At first he was hesitant in sharing more than what was needed — he had participated in the biodiversity workshop and thought that was that. But after about four months of Tripathi’s perseverance, Singh warmed up to the team, inviting them to his house, sharing with them his then-nascent efforts in writing down all the songs he knew into a notebook.

That was the team’s breakthrough. They took the residents’ fledgeling impulse to preserve their songs, their culture, and reached out to help them formalise it. At the team’s request, different communities of the village residents, each with their own set of songs for various occasions, gathered to perform for the purposes of documenting and archiving. “We just had the last such workshop earlier this week,” says Tripathi. This was with a group of Gujjar women. The documentation also includes songs of the Jatav, Koli, Brahmin, and Thakur communities.

The 300 songs they have documented during this last one year, through audio-visual recordings, include the genres of Kissa (stories from history), Ragni (special to these regions of Uttar Pradesh, where the stories have a mix of prose and song, and no rhyme — the region’s own form of spoken word poetry), bhajan and aarti (devotionals), and a whole category of geet, which are specific to women’s songs. Geet would include compositions that are sung during weddings, child birth, the month of saavan, and even mundan, the hair-shaving ceremony of babies and young children.

The matter of pedagogy

Sharma, Ahmad, and Tripathi have already put together a draft of a book (titled Traditional Knowledge: Folk Songs of Upper Doab Region of Uttar Pradesh, India) that classifies the various strands of Chithara’s folk song traditions. Even as they are are readying themselves for a November launch of the book, Sharma says they are also hoping to compile their AV recordings into an accompanying CD. For the residents of Chithara, they have prepared a non-academic version of their research, with an indexed record of all of the songs.

In the meantime however, Tulika Chandra, an Associate Professor in SNU’s Department of English, with a background in linguistics, has also been studying the folk cultures of the university’s neighbourhood. From 2014-2016, she studied how the folklore and folk song traditions in Braj (a cultural region that overlaps with the political boundaries of Delhi, Jaipur, and Agra) are changing and adapting to a digital age.

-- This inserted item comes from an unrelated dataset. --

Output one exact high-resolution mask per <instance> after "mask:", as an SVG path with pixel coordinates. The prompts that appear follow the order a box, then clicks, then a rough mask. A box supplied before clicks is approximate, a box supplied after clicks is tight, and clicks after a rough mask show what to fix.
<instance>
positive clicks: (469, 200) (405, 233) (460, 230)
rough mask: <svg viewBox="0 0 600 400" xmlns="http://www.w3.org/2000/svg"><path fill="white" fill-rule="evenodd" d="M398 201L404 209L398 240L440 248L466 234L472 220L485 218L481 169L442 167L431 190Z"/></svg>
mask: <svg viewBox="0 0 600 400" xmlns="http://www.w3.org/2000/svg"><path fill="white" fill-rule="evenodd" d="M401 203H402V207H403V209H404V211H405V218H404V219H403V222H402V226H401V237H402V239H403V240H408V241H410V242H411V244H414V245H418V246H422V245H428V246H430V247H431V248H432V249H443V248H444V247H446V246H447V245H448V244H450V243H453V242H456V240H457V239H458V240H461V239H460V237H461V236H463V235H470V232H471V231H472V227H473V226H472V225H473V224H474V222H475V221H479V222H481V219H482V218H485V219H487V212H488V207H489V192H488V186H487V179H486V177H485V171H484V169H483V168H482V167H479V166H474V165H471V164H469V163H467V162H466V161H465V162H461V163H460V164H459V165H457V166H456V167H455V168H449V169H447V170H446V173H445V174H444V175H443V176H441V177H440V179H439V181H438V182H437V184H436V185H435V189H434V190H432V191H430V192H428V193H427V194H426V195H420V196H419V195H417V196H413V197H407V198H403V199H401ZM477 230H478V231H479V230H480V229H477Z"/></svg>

She recounts how one of the women residents had recorded herself singing a song for child-birth, and sent it to her daughter, who’d just delivered a baby in another city — all this via a mobile phone. Chandra’s second project, which she began at the start of this year, looks at women’s voices and expression through the folk songs that’ve existed in and around Gautam Buddha Nagar, which is now called the “industrial hub of U.P.”

But as to why a team exclusively from the life sciences department went ahead with the Chithara project, which may have benefitted from the expertise of a team from a social-sciences department — especially since a robust one exists in-house — is not entirely clear. Sharma however stresses that the access and trust that his team members had already established with the residents of Chithara during the biodiversity documentation, had a lot to do with this.

“Also, over the last 25-30 years, the scope of what we consider ‘biodiversity’ can be seen has having expanded,” he says — culture and ways of living, especially if related to the flora and fauna of the region, may well fall under their ambit. “Since we also focussed on the socio-economics of the region, we used the participatory rural appraisal technique, which is the standard proforma of questions that is used in a social study,” he says. While he accepts that there has been no overt collaboration with faculty or students from other departments, Ghosh separately insists that all departments are ever-ready to offer their inputs and advice to one other, offering the example of Sumantra Sengupta, a trained folk and sufi singer and the founding head of SNU’s Department of Art & Performing Art.

The team’s book will be an important socio-cultural record. While the university’s apparent openness and flexibility is notable, it remains to be seen if work by SNU’s other experts in the relevant fields, will add their trained expertise to these efforts in future editions.